Ancora tre mesi e poi il riconoscimento ufficiale da parte dell’Unione Europea

di Donato Troiano

Ultima Modifica: 23/06/2020

Ora ci siamo, quasi, per una nuova Igp italiana.

Un traguardo importante è stato raggiunto per il  riconoscimento dell’Igp al Limone dell’Etna.

La Commissione europea ha pubblicato sulla Gazzetta ufficiale dell’Unione Europea (n. 204 serie C del 18 giugno 2020) la domanda di registrazione della nuova indicazione geografica protetta che arriva dalla Sicilia, appartenente alla categoria Classe 1.6. Ortofrutticoli e cereali, freschi o trasformati.

Il testo ufficiale mette in evidenza che

il legame che il prodotto ha con il territorio è l’elemento determinante per la sua differenziazione e si basa sulle caratteristiche qualitative dei frutti.
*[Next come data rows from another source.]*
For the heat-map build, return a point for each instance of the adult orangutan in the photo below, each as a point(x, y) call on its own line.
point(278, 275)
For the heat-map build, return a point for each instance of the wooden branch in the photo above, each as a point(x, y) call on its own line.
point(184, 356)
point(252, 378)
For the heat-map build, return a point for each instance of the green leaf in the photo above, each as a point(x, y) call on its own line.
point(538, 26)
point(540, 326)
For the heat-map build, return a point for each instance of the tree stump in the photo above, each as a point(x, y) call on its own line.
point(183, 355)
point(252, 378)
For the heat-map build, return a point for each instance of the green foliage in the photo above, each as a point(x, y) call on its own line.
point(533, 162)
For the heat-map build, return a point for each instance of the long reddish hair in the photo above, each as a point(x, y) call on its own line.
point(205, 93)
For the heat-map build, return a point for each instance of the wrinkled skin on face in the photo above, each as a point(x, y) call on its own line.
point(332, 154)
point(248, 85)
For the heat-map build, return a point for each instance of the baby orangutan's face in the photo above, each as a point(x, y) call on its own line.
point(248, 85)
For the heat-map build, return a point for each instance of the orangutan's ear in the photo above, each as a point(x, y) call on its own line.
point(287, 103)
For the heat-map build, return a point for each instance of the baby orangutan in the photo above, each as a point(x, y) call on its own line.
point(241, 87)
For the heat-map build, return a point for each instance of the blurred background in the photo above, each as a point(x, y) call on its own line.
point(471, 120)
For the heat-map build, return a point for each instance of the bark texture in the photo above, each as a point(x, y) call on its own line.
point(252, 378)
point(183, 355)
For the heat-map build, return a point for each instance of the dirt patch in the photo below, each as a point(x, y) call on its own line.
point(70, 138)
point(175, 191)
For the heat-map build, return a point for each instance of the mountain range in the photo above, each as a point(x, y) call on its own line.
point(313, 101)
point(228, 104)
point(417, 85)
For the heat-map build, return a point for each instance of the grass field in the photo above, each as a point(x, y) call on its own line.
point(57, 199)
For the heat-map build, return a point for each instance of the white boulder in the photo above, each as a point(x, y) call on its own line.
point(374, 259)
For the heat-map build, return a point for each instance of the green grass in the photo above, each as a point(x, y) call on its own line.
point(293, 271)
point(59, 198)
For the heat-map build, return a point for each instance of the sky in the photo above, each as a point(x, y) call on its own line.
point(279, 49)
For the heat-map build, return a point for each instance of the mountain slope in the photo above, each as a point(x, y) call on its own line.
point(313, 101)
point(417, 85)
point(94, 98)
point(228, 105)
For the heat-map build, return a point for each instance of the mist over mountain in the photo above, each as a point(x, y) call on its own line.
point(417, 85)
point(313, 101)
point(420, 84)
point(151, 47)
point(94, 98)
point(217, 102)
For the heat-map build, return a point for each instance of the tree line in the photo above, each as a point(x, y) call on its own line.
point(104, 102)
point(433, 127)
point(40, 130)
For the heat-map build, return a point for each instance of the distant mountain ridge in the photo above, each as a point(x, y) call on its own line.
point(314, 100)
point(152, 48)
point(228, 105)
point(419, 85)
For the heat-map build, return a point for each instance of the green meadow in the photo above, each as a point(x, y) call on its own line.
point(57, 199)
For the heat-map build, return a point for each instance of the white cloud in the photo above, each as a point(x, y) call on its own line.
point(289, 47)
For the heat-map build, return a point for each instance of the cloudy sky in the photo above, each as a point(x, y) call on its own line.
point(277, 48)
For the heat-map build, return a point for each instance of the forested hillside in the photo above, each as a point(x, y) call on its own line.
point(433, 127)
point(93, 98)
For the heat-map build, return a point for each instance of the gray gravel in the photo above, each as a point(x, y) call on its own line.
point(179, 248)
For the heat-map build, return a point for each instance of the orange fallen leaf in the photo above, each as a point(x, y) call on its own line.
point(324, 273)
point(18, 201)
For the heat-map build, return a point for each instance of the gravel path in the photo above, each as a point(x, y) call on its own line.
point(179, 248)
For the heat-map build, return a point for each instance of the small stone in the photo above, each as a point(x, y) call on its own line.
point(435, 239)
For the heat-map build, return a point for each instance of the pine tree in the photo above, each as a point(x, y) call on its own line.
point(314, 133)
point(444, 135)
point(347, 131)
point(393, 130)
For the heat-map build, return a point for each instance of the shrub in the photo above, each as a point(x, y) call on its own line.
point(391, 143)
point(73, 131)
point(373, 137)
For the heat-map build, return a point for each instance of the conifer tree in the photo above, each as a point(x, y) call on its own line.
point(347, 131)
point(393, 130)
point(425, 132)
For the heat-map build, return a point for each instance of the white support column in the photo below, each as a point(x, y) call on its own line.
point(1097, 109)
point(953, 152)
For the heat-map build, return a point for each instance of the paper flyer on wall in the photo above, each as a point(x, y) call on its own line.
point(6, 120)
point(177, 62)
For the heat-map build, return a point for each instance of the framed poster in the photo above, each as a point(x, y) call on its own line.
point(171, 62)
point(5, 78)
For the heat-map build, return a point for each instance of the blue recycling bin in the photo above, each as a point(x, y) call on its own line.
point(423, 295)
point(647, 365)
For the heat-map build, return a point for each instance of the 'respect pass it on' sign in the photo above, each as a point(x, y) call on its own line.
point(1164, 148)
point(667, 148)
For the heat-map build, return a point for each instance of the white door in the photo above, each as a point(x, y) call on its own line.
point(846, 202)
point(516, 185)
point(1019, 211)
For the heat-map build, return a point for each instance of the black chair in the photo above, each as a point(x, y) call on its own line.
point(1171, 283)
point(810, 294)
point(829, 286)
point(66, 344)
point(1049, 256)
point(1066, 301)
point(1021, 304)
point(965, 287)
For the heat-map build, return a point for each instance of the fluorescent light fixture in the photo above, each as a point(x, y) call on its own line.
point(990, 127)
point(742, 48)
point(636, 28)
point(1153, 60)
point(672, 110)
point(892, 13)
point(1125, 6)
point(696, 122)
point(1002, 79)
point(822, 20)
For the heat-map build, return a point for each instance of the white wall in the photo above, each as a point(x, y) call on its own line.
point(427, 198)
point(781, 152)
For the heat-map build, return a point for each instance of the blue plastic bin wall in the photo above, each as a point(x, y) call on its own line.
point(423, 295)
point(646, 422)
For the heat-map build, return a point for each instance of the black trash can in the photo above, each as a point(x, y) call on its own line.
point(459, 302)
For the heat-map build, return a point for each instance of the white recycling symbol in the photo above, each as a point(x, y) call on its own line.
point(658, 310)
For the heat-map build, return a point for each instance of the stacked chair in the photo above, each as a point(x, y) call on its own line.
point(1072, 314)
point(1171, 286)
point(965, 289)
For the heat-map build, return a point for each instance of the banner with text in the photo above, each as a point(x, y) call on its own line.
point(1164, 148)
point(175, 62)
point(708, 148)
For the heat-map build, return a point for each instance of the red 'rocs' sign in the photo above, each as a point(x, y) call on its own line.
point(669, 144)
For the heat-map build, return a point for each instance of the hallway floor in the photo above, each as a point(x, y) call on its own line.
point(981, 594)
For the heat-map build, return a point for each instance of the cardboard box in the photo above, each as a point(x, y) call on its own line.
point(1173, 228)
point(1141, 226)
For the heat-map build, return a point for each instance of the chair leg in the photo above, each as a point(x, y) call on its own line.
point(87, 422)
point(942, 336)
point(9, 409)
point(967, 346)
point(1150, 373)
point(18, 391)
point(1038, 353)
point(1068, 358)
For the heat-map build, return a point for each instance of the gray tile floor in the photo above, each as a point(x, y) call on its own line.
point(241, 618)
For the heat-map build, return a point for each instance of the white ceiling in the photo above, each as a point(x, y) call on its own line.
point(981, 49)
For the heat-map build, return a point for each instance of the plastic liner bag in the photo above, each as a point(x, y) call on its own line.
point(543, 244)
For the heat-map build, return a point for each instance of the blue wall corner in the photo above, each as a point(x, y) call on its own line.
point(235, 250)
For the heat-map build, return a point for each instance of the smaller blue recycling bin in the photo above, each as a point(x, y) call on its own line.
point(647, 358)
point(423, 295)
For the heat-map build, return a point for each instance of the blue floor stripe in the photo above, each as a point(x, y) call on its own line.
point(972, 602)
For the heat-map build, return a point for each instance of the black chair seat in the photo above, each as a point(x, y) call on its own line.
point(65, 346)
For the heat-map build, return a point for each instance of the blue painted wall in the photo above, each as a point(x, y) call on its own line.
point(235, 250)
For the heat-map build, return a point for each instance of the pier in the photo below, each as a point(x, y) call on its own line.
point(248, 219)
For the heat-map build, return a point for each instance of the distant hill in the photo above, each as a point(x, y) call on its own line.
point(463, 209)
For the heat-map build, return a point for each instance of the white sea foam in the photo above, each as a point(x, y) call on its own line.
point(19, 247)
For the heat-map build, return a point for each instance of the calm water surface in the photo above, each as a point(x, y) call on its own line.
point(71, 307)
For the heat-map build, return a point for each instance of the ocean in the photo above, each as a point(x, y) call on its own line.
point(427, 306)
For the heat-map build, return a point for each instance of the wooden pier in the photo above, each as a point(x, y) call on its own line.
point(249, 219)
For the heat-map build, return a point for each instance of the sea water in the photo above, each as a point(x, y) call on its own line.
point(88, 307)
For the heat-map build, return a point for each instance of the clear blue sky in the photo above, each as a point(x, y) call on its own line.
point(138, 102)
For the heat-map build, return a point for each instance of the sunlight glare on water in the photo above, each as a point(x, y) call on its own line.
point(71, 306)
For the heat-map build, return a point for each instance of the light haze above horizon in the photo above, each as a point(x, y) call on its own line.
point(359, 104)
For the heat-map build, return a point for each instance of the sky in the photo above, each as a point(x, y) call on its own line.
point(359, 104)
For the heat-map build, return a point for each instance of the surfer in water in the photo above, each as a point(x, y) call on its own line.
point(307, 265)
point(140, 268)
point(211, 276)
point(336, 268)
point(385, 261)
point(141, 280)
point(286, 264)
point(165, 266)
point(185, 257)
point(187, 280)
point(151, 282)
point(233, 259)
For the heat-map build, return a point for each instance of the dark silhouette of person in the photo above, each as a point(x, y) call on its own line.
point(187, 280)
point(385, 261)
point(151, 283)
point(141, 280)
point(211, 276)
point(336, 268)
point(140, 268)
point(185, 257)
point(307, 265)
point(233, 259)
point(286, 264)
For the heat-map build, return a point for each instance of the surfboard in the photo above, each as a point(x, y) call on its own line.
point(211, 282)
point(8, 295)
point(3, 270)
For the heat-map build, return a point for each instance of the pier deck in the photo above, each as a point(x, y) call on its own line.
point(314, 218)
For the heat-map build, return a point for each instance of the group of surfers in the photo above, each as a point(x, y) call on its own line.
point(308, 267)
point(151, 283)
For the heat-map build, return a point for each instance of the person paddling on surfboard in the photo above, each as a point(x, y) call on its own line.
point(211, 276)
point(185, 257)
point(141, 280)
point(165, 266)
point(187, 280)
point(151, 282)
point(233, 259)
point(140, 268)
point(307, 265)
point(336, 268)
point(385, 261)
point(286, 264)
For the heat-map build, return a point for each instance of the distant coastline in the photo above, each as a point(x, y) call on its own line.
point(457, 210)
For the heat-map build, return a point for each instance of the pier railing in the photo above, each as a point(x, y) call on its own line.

Una qualità – precisa – da attribuire allo sviluppo e alla maturazione del limone in un ambiente pedoclimatico molto specifico con suoli di matrice vulcanica, tipici delle aree prossime al vulcano Etna e dal clima mitigato dal mare”.

La zona geografica di coltivazione del ‘Limone dell’Etna’ rientra nella provincia di Catania e comprende i Comuni di Aci Bonaccorsi, Aci Castello, Aci Catena, Aci Sant’Antonio, Acireale, Calatabiano, Castiglione di Sicilia, Fiumefreddo di Sicilia, Giarre, Mascali, Piedimonte Etneo, Riposto, Santa Venerina, San Gregorio di Catania, Valverde, Zafferana Etnea.

Secondo la normativa europea, coloro che vorranno sollevare obiezioni alla registrazione del ‘Limone dell’Etna’ avranno tre mesi per farlo, a partire dalla data di pubblicazione sulla Gazzetta Eu (18 giugno 20202).

Superata quella data, e se nessuno avrà sollevato riserve, l’eccellenza agroalimentare italiana potrà essere iscritta nel Registro europeo delle Denominazioni d’origine e Indicazioni geografiche (Dop-Igp) e Specialità tradizionali garantite (Stg) di cui l’Italia è leader in Europa.